Builder confidence in the market for newly built single-family homes dropped by one point to 42 in July, according to the National Association of Home Builders (NAHB)/Wells Fargo Housing Market Index (HMI) released today. This marked the HMI’s lowest reading since December 2023.
The HMI index charting current sales conditions in July fell one point to 47 and the gauge charting traffic of prospective buyers also declined by a single point to 27. The component measuring sales expectations in the next six months increased one point to 48.
The July HMI survey found 31% of builders cut home prices to bolster sales in July, above the June rate of 29%. However, the average price reduction in July held steady at 6% for the 13th straight month while the use of sales incentives held steady at 61% in July, the same reading as June.
Looking at the three-month moving averages for regional HMI scores, the Northeast fell six points to 56, the Midwest dropped four points to 43, the South decreased two points to 44 and the West posted a four-point decline to 37.
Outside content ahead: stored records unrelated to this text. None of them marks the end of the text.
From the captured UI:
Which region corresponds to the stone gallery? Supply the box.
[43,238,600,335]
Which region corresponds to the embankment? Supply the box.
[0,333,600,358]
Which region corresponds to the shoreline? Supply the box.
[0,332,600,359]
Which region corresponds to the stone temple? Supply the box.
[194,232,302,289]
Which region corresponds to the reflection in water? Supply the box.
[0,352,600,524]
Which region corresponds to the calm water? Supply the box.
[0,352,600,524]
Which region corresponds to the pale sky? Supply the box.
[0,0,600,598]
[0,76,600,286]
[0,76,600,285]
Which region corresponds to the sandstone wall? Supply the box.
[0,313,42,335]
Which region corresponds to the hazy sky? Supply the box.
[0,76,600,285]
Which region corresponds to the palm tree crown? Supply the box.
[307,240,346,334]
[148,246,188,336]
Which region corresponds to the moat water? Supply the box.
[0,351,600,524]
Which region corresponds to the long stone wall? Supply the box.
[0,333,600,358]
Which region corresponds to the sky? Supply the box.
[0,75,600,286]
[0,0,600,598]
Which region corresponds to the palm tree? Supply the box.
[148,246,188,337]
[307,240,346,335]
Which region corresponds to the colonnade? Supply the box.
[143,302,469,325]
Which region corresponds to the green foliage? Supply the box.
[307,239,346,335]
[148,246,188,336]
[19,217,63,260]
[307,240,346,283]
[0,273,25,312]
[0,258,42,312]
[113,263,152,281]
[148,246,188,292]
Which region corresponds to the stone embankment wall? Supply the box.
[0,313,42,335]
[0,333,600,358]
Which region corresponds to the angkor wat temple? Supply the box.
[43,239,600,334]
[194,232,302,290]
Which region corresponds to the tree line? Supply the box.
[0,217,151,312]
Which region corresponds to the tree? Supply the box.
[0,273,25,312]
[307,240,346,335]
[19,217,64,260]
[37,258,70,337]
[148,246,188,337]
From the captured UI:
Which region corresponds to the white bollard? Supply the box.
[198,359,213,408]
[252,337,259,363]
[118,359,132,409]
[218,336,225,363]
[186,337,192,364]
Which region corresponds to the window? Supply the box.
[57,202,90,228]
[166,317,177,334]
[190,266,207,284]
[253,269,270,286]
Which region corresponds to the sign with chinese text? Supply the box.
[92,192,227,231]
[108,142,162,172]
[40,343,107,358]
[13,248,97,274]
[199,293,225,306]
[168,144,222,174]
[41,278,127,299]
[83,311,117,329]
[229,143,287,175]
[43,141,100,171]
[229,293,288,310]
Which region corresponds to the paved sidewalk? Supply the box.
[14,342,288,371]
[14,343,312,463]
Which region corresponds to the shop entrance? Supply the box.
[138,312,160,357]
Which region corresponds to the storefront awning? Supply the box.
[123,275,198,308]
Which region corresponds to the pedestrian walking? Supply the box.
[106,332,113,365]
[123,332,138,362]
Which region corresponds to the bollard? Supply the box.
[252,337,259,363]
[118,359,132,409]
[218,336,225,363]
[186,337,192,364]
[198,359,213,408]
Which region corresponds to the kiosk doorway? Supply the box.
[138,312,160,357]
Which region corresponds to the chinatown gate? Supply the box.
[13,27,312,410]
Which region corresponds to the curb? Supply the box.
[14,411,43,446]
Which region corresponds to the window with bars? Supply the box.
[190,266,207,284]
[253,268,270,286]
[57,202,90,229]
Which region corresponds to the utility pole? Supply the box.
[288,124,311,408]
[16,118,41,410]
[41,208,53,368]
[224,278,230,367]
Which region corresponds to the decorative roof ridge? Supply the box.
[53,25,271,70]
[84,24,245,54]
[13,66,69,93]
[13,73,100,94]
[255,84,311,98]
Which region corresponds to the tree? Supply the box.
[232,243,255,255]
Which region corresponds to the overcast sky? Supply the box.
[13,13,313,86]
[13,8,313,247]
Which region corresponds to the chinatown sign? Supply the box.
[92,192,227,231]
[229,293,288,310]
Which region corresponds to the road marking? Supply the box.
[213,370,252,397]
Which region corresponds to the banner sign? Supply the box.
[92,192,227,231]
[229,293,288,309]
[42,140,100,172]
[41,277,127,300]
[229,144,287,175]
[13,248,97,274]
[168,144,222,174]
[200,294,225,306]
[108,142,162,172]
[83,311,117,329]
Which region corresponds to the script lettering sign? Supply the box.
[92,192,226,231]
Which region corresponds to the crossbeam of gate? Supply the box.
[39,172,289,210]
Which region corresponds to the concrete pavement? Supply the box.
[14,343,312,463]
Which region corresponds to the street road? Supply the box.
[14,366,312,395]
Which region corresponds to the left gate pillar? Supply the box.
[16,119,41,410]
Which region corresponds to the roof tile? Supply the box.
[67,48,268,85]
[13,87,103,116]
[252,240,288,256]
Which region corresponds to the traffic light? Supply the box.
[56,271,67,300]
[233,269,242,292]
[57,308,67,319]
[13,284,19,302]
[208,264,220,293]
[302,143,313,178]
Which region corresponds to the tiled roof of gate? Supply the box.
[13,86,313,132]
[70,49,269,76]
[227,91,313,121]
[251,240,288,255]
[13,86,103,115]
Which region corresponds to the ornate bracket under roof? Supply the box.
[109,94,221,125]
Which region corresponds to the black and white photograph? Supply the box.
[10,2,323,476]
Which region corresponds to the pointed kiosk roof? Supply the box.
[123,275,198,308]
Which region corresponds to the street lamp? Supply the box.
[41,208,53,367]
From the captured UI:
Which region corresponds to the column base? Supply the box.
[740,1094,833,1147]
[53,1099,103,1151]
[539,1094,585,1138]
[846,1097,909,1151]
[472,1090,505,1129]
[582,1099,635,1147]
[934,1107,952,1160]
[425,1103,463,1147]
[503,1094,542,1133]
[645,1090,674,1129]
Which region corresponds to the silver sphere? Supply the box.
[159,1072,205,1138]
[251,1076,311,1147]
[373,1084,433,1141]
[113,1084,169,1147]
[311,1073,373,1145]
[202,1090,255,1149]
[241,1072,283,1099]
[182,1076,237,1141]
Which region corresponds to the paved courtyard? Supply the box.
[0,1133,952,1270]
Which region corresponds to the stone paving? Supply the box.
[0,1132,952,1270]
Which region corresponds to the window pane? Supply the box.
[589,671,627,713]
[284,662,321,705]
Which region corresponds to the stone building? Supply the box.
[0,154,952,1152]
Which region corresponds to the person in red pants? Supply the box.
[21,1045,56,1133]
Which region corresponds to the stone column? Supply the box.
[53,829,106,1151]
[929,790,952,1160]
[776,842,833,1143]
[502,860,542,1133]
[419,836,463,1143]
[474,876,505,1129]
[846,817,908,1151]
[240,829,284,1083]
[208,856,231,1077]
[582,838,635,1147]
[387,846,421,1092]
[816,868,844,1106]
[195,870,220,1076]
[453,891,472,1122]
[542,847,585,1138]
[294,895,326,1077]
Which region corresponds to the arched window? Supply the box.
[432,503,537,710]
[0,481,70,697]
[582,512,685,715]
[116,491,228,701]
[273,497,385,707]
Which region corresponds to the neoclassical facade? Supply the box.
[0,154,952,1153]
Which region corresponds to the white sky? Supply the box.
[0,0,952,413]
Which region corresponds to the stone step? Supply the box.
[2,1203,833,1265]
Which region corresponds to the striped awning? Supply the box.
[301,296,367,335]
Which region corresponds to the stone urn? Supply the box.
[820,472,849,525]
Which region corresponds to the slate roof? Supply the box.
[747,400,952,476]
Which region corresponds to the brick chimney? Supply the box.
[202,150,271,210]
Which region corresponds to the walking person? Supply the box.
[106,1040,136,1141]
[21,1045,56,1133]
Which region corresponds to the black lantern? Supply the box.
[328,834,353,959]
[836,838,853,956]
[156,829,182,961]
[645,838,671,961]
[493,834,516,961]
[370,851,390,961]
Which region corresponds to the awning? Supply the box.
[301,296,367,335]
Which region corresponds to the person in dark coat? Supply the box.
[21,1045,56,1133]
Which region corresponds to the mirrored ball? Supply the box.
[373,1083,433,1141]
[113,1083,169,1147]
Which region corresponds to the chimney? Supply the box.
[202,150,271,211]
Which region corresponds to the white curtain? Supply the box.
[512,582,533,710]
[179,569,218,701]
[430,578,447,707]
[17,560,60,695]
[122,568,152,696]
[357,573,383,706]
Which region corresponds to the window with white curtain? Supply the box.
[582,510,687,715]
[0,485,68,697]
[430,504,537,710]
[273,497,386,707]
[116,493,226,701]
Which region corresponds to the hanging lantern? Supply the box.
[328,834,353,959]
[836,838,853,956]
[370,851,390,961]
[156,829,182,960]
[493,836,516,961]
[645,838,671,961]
“Though inflation is still above the Federal Reserve’s target of 2%, it appears to be back on a cooling trend,” said NAHB Chief Economist Robert Dietz. “NAHB is forecasting Fed rate reductions to begin at the end of this year, and this action will lower interest rates for homebuyers, builders and developers. And while home inventory is increasing, total market inventory remains lean at a 4.4 months’ supply, indicating a long-run need for more home construction.”